= Angel Exhaust =

British poetry magazine

Angel Exhaust 16

Angel Exhaust is a British poetry magazine founded by Steve Pereira and Adrian Clarke in the late 1970s. Andrew Duncan took over as editor in 1992, and by 1993 it was one of the first poetry magazines to appear regularly on the internet. The magazine is headquartered in Nottingham. It was described as an "important journal" by Simon Perril in The Cambridge Companion to British Poetry, 1945-2010 (2016).

==History==
Angel Exhaust was started in 1979. The magazine emerged from the Islington Poetry Workshop run by Steve Pereira, and the first two issues were run off on office photocopiers. The initial editors were Pereira and Adrian Clarke. By issue three the magazine had an Arts Council grant and was printed at the Poetry Society. These early issues had featured work by Bob Cobbing and Maggie O'Sullivan.
The fourth issue gained attention and established the magazine's reputation. It was duplicated on Bob Cobbing's duplicator and contained so many pages that it needed to be nailed together. During the initial phase the magazine was based in London and Cambridge.
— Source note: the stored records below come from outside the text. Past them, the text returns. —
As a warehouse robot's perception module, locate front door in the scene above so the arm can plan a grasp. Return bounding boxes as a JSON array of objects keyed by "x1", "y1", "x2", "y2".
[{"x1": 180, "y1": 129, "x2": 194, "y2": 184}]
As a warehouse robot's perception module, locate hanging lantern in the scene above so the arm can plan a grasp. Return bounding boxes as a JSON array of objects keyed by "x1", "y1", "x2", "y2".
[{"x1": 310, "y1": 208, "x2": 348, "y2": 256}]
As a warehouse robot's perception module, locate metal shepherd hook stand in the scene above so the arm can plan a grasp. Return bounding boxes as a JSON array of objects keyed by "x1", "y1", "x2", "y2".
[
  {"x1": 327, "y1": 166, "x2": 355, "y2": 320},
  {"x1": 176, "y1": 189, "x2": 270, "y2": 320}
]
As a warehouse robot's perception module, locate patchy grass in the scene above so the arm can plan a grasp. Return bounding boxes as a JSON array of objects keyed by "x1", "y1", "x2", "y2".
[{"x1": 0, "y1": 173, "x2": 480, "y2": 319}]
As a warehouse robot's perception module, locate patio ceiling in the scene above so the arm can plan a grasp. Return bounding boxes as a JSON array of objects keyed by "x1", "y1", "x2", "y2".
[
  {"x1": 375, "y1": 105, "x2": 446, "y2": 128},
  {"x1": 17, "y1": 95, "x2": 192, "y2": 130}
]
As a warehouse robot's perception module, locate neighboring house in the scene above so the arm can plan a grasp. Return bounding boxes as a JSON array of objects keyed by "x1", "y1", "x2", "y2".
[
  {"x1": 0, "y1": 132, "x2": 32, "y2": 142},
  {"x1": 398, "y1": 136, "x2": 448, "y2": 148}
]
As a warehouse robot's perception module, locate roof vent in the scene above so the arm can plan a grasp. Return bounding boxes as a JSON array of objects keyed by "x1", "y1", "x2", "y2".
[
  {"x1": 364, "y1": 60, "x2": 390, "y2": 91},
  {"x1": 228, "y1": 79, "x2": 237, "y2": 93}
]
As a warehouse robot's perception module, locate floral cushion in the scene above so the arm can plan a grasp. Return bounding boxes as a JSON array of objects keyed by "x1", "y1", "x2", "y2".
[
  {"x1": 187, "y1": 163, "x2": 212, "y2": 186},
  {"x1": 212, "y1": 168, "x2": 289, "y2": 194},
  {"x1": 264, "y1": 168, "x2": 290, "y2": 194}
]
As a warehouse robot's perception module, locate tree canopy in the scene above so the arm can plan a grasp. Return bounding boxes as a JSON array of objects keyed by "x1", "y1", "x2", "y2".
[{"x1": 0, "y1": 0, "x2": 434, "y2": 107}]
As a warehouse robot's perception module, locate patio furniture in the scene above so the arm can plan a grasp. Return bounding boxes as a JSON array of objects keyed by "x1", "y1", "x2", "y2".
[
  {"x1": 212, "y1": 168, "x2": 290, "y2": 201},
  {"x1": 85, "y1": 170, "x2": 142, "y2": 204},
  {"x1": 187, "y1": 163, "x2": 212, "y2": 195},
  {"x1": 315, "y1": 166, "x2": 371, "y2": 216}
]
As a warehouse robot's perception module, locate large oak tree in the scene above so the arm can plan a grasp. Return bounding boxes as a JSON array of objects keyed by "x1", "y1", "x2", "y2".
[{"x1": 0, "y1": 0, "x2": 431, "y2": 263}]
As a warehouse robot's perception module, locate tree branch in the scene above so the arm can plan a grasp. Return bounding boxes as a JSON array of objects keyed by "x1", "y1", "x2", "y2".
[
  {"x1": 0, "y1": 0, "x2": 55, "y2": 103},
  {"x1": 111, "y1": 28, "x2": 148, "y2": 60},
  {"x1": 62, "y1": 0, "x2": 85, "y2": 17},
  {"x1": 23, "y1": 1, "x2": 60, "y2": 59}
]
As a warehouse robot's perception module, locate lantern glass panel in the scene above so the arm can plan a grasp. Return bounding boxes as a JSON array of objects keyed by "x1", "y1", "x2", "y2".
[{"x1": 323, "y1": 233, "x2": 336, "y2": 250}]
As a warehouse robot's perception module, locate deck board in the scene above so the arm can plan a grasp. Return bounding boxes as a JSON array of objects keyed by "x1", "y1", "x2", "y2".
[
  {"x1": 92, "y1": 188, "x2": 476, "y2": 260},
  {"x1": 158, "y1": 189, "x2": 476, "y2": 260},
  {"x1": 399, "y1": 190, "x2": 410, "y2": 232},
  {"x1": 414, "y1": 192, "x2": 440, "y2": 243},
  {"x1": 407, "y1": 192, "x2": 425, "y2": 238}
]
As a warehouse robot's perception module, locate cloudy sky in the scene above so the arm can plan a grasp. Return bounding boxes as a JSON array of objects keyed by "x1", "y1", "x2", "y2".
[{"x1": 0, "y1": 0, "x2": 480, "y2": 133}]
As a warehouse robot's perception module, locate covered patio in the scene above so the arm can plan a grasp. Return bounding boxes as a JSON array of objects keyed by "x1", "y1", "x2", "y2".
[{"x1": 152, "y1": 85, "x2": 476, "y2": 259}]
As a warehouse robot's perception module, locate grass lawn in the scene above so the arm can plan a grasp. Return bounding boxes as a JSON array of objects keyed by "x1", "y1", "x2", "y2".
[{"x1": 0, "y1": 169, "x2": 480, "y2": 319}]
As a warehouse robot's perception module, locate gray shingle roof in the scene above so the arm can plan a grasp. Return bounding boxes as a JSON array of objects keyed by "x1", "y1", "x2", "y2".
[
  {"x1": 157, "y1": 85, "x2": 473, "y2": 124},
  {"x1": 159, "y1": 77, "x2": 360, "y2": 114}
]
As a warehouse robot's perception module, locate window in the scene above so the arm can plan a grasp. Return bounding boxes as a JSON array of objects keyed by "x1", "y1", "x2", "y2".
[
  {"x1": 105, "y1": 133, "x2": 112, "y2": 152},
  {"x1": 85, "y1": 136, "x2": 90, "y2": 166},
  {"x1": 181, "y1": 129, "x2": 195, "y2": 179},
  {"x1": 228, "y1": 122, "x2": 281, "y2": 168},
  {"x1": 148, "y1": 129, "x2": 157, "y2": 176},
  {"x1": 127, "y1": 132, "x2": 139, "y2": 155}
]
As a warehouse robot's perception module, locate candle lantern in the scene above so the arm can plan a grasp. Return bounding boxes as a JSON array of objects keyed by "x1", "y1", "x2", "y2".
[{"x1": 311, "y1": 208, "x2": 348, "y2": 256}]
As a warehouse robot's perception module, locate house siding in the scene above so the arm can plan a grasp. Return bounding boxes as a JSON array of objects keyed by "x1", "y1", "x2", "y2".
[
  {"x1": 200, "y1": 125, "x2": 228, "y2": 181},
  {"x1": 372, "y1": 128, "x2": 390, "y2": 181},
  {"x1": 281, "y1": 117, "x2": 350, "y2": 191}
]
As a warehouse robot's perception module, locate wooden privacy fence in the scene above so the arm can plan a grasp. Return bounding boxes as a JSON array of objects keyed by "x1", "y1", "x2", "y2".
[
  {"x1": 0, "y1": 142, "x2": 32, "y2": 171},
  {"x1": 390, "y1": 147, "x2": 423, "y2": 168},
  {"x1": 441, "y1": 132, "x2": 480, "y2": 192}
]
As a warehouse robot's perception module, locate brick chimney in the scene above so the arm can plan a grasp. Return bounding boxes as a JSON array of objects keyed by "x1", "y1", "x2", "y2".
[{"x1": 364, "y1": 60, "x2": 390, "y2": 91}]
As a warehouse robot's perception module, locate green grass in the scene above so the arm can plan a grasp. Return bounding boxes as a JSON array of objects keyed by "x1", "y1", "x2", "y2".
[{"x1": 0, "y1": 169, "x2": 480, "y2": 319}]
The contributor list ranged across the spectrum of poets writing in Britain in the late 1970s / early 1980s and included: Roy Fuller, Chris Torrance, Allen Fisher, Andrew Crozier, Peter Finch, and Roy Fisher. There were interviews with Bob Cobbing and Eric Mottram, and a range of reviews in which the contributors themselves were criticised. The impression was of a snapshot of poetic activity in Britain at that time.

There was a break after the fourth issue. The magazine returned in 1986 with issue six - the "Authority" issue, with contributions and interviews with Eric Mottram, Kathy Acker, Allen Fisher and Roy Fuller. Issue five never appeared.

After another break the magazine returned with Andrew Duncan and Adrian Clarke as editors in 1992.

==Editors==
The various editors of Angel Exhaust have been: Steven Pereira; Adrian Clarke; Robert Sheppard; Andrew Duncan; Scott Thurston; Helen Macdonald; Michael Gardiner; Simon Smith; John Goodby; Maurice Scully.

==Internet appearance==
Though starting out as a print magazine, Angel Exhaust later also became influential through the online version, and was one of the first poetry magazines to appear online in 1993.